1
votes

I'm currently attempting to write a UCUM parser using ANTLR4. My current approach has involved defining every valid unit and prefix as a token.

Here's a very small subset of the defined tokens. I could make a cut-down version of the grammar as an example, but it seems like it shouldn't be necessary to resolve this problem (or to point out that I'm going about this entirely the wrong way).

MILLI_OR_METRE:     'm' ;
OSMOLE:             'osm' ;
MONTH:              'mo' ;
SECOND:             's' ;

One of the standard testcases is mosm, from which the lexer should generate the token stream MILLI_OR_METRE OSMOLE. Unfortunately, because ANTLR preferentially matches longer tokens, it generates the token stream MONTH SECOND MILLI_OR_METRE, which then causes the parser to raise an error.

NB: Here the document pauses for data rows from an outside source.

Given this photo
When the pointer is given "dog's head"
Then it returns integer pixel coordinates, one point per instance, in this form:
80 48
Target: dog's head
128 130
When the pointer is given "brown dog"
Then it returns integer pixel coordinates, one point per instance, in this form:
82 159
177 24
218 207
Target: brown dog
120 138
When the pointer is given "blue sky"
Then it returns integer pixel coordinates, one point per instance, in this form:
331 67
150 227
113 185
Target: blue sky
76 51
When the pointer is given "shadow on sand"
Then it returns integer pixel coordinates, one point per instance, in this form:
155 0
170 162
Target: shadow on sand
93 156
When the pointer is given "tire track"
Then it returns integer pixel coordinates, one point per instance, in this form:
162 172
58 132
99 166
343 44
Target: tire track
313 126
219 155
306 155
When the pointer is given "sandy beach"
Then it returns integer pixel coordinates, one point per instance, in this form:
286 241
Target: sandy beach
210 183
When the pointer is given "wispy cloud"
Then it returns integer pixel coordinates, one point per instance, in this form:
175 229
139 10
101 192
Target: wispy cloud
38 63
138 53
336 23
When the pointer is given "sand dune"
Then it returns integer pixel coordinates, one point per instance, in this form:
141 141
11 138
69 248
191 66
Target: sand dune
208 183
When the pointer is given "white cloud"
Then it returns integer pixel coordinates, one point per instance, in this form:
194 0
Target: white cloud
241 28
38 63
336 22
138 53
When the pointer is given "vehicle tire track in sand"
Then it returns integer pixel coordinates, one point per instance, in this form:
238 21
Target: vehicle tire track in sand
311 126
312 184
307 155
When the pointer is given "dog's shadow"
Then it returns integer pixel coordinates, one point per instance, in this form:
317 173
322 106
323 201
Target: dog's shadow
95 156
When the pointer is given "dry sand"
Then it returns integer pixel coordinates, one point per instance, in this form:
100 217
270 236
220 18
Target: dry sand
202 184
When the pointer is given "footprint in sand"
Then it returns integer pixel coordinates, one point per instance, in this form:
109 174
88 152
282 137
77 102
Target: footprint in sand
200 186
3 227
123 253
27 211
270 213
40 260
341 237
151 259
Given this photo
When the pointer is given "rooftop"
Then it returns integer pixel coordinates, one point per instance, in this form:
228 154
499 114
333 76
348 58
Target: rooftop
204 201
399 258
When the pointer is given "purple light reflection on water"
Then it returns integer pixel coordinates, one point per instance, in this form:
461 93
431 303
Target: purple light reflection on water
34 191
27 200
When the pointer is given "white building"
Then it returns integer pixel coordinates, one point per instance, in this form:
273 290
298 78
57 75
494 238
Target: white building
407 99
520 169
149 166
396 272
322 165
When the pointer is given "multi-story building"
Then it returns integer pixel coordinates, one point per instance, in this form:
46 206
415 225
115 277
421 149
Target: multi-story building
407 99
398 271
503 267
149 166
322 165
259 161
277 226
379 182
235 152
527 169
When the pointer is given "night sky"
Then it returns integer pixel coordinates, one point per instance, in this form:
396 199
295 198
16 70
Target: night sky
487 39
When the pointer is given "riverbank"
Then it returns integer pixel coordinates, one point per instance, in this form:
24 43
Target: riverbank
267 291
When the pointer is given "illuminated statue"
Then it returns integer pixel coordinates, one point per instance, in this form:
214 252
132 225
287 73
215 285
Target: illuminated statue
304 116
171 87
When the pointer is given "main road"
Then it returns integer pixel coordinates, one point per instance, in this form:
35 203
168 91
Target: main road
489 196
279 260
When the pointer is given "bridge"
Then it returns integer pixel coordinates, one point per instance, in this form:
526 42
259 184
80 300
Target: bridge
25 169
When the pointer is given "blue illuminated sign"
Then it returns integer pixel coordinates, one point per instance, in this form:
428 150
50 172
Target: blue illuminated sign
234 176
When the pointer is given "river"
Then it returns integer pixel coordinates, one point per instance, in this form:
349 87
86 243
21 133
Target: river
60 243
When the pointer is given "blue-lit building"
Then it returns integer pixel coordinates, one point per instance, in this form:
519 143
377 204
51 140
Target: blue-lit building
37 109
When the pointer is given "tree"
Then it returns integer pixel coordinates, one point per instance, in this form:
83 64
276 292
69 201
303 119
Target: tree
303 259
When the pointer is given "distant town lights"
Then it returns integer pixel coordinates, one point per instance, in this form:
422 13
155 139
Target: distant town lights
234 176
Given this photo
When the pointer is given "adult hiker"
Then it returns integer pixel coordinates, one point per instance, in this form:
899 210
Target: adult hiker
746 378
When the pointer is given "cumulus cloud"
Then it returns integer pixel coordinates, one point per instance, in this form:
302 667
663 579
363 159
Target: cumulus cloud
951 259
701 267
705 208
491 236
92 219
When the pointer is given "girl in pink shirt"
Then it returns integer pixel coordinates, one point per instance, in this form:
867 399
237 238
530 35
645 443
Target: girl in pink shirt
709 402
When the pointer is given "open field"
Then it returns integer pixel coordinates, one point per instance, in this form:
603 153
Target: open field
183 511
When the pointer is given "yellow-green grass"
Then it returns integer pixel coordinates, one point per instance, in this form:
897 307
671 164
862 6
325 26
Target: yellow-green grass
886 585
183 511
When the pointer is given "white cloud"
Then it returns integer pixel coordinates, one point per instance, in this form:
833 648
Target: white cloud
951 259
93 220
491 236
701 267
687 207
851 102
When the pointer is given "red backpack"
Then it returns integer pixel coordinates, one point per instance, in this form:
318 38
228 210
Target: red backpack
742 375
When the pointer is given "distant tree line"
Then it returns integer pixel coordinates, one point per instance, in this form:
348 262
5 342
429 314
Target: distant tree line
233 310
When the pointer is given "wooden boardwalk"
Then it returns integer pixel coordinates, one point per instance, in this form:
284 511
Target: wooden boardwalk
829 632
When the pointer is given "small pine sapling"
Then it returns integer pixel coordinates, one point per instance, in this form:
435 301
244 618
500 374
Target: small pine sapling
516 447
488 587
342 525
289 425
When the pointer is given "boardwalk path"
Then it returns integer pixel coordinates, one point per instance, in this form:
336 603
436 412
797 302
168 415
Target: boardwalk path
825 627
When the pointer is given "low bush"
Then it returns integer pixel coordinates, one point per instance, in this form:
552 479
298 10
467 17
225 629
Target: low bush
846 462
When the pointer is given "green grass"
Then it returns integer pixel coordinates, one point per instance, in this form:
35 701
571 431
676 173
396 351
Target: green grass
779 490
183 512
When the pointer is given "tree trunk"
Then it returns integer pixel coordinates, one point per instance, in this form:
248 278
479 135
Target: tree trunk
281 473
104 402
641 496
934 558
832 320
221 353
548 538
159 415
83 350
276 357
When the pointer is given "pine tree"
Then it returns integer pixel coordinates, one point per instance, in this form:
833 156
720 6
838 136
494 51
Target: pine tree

Is it possible to make an ANTLR4 lexer try to match using shorter tokens first? Adding lookahead-type rules to MONTH isn't a great solution, as there are all sorts of potential lexing conflicts that I'd need to take account of (for example mol being lexed as MONTH LITRE instead of MOLE and so on).

EDIT:

StefanA below is of course correct; this is a job for a parser capable of backtracking (eg. recursive descent, packrat, PEG and probably various others... Coco/R is one reasonable package to do this). In an attempt to avoid adding a dependency on another parser generator (or moving other bits of the project from ANTLR to this new generator) I've hacked my way around the problem like this:

MONTH:  'mo' { _input.La(1) != 's' && _input.La(1) != 'l' && _input.La(1) != '_' }? ;

// (note: this is a C# project; java would use _input.LA instead)

but this isn't really a very extensible or maintainable solution, and like as not will have introduced other subtle issues I've not come across yet.

2

2 Answers

2
votes

Your problem does not require smaller tokens to be preferred (In this case MONTH would never be matched). You need a backtracking behaviour dependent on the text being matched or not. Right?

ANTLR separates tokenization and parsing strictly. Consequently every solution to your problem will seem like a hack.

However other parser generators are specialized on problems like yours. Packrat Parsers (PEG) are backtracking and allow tokenization on the fly. Try out parboiled for this purpose.

0
votes

Appears that the question is not being framed correctly.

I'm currently attempting to write a UCUM parser using ANTLR4. My current approach has involved defining every valid unit and prefix as a token.

But, according to the UCUM:

The expression syntax of The Unified Code for Units of Measure generates an infinite number of codes with the consequence that it is impossible to compile a table of all valid units.

The most to expect from the lexer is an unambiguous identification of the measurement string without regard to its semantic value. Similarly, a parser alone will be unable to validly select between unit sequences like MONTH LITRE and MOLE - both could reasonably apply to a leak rate - unless the problem space is statically constrained in the parser definition.

A heuristic, structural (explicitly identifying the problem space) or contextual (considering the relative nature of other units in the problem space), is most likely required to select the correct unit interpretation.

The best tool to use is the one that puts you in the best position to implement the heuristics necessary to disambiguate the unit strings. Antlr could do it using parse-tree walkers. Whether that is the appropriate approach requires further analysis.